INDEX | ASSET CLASS | 2023 YTD |
---|---|---|
DJ U.S. TOTAL STOCK MARKET | U.S. STOCKS | 7.24% |
MSCI AC WORLD EX-USA | INTERNATIONAL STOCKS | 6.92% |
BLOOMBERG U.S. AGGREGATE BOND | BONDS | 2.96% |
Higher stock prices raised the S&P 500’s forward price/earnings ratio to 17.81x compared to 16.65x at the end of 2022. These valuations are still dependent on the expected future earnings of the companies that are components of the S&P 500 index. Companies report quarterly earnings and often times provide guidance on strengths and potential challenges for the year. The trend for the most recent Q1 earnings reports is a strong top line revenue number, but a weaker bottom line earnings number due to increased costs. Investors want to see strong, increasing bottom line numbers in order to feel confident about paying a 17.81 price/earnings multiple.

A Banking Crisis?
In the first quarter of 2023, the collapse of Silicon Valley Bank (SVB) and several other regional banks conjured up fears of another financial crisis reminiscent of The Great Recession of 2008. Within the span of less than two weeks in March, SVB went from releasing some seemingly innocuous news about losses in their bond portfolio to a complete collapse. Initially, it seemed that SVB suffered from just a perfect storm of negative events, chained together to lead to its demise. Now with hindsight and a banking report from the Federal Reserve, we’ve gained more insight into the bank’s downfall. The Fed did take some responsibility in the failure of their supervisors to recognize the seriousness of the situation and not acting quickly enough. They also lay blame on the bank’s leadership in lack of risk management.
A bank can have many internal flaws, but they don’t become a problem until depositors start withdrawing large amounts of money. Banks are in the business of lending money so they’re not equipped to handle a run on the bank when customers have lost confidence in them. Many banks like SVB purchased bonds when interest rates were low and had unrealized losses in their portfolio when the Fed began dramatically raising rates. Interest rate increases have a negative effect on bond prices. That doesn’t matter if you plan to hold those bonds to maturity, but if you’re forced to sell in order to raise cash, then those unrealized losses now become realized losses. So if many banks were in a similar position in holding bonds with unrealized losses, what made Silicon Valley Bank more susceptible to a bank run? SVB’s main clientele are tech startups with much larger deposits than your average retail bank customer. Almost 97% of their deposits were above the $250,000 FDIC insurance limit.
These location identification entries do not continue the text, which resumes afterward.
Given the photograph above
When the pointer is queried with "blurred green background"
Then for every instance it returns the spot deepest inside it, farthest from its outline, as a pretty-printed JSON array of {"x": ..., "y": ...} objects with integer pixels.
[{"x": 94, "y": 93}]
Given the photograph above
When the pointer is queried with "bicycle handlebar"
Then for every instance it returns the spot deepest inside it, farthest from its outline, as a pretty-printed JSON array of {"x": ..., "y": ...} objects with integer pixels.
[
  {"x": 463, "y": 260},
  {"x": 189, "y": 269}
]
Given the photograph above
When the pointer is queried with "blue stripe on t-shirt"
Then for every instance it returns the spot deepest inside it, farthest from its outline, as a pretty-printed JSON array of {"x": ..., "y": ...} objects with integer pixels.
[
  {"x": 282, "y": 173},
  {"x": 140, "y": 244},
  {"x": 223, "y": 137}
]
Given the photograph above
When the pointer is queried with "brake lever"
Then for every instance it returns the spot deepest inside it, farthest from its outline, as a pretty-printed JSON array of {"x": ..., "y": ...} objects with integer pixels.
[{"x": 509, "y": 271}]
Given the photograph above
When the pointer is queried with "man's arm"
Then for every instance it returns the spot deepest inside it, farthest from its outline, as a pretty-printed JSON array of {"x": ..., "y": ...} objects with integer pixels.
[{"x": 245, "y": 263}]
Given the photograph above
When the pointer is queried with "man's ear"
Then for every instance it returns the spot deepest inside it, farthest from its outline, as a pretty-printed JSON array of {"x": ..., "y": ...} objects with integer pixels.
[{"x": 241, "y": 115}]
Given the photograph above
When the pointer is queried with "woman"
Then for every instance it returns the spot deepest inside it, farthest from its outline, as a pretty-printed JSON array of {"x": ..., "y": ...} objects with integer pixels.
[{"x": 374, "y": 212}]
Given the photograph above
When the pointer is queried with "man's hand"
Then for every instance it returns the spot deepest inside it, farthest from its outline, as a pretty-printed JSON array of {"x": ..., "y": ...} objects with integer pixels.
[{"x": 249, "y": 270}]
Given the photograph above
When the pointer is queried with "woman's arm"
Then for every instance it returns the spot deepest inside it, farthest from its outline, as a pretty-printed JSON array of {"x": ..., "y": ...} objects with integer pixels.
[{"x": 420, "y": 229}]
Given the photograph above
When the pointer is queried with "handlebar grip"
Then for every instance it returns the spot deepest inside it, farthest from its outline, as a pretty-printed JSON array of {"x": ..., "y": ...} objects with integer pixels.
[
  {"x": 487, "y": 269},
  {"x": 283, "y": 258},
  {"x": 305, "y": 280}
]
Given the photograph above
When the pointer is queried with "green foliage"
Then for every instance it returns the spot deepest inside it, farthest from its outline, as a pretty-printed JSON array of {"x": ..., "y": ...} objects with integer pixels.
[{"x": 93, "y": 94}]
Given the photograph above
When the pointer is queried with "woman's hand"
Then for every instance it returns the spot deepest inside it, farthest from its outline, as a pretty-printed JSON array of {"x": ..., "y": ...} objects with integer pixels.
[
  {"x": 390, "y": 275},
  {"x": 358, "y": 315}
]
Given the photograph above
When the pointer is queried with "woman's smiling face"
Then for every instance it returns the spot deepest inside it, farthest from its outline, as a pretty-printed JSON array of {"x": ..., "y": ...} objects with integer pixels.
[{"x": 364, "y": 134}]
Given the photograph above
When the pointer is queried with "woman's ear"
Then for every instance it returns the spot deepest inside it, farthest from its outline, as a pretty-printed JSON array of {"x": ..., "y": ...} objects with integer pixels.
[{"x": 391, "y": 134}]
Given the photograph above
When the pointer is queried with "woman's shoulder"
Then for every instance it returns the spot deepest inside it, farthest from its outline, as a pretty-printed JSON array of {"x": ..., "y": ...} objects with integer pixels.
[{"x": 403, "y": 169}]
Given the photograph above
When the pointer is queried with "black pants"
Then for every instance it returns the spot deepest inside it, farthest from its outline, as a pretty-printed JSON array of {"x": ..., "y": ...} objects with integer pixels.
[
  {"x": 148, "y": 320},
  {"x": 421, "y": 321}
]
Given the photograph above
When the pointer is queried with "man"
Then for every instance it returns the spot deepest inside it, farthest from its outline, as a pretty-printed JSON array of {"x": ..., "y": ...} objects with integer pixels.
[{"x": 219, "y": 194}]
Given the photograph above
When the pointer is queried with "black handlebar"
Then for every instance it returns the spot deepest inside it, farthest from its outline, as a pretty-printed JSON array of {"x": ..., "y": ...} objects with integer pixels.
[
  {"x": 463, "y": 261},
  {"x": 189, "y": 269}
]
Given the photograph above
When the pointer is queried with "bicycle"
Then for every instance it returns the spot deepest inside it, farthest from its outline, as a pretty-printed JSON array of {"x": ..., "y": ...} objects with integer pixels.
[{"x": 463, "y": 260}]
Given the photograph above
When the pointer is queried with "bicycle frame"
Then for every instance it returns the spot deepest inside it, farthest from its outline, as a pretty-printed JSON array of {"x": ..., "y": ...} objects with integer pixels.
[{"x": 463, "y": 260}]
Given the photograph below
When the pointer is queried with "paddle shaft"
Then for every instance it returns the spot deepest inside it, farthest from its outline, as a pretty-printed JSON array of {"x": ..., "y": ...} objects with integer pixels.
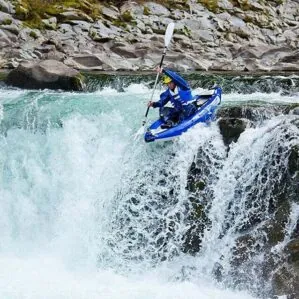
[{"x": 157, "y": 77}]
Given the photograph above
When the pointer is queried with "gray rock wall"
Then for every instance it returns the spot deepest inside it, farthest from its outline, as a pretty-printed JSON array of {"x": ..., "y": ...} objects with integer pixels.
[{"x": 229, "y": 35}]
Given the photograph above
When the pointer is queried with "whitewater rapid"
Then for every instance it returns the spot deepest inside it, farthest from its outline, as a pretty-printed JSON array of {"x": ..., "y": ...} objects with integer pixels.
[{"x": 70, "y": 170}]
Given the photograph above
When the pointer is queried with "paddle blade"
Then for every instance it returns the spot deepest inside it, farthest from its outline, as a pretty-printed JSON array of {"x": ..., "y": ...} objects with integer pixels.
[
  {"x": 139, "y": 132},
  {"x": 168, "y": 34}
]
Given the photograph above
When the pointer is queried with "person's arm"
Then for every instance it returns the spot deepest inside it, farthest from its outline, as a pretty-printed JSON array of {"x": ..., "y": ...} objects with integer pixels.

The current financial institution in a precarious situation is First Republic. Banking regulators are working with other major banks to broker a deal to take over First Republic in hopes of preventing contagion to the greater financial system. Even if this deal goes through smoothly, we may have to wait to find out what vulnerabilities other banks are unaware of or hiding.
Looking Forward
In the last market update, I wrote, “A perfect scenario for 2023 would be a recovery in the equity markets, despite a likely recession, and a rally in bond prices as interest rate risk wanes.” While it’s still very early in the year to know if this will continue, we are starting to see this “perfect scenario” play out with rising equity prices and a recovering bond market in spite of increased chance of a recession in the later part of the year. Investors doubt that inflation will reach the 2% level any time soon, but the deceleration of the annual increases seems promising. A tight labor market continues to keep prices high as workers demand higher wages and better working conditions. Expectations are that the Fed is nearing the end of their rate increases and there are some who believe the central bank may pivot back to an accommodative policy afterwards.